The massively diltutive equity offering was seen as putting a floor on the stock price and curing their leverage problem.

they went bankrupt 9 months later.

Ferrari321 said...

FYI Sakwa already resigned so that rating is probably old / meaningless

Anonymous said...

Hey, you got your stock dilution in my SRS!!

Hey, you got your SRS in my stock dilution!!!

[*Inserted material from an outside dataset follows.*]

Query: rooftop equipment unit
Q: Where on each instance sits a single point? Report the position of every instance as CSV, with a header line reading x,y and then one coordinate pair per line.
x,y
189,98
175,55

Mmmmmm....two great tastes perfect together.

Mark said...

Jeez, you are too quick

Was going to go with "They're back...!" theme myself

http://www.fundmymutualfund.com/2009/04/prologis-pld-with-massive-115m-shares.html

I will eagerly await on your site for the flow of upgrades tomorrow. Now we await the natural 2:1 reverse split that has to be coming soon (100% dilutive offering by some lame REIT)

___ said...

This kind of dilution reminds me of the equity/convert raising tech sloths lvlt, lu, nt, slr, flex, samn did last recession.

Mountain of cash. Bad balance sheet. Maturities pushed out through opportunistic capital raising. Too much capacity and declining pricing.

___ said...

It will be fun to watch once these guys begin burning cash.

Can you feel the burn????

Anonymous said...

PLD ended up selling 155 mln shares, with another 22.8mln to cover overallotments. So dilution is more like 65%.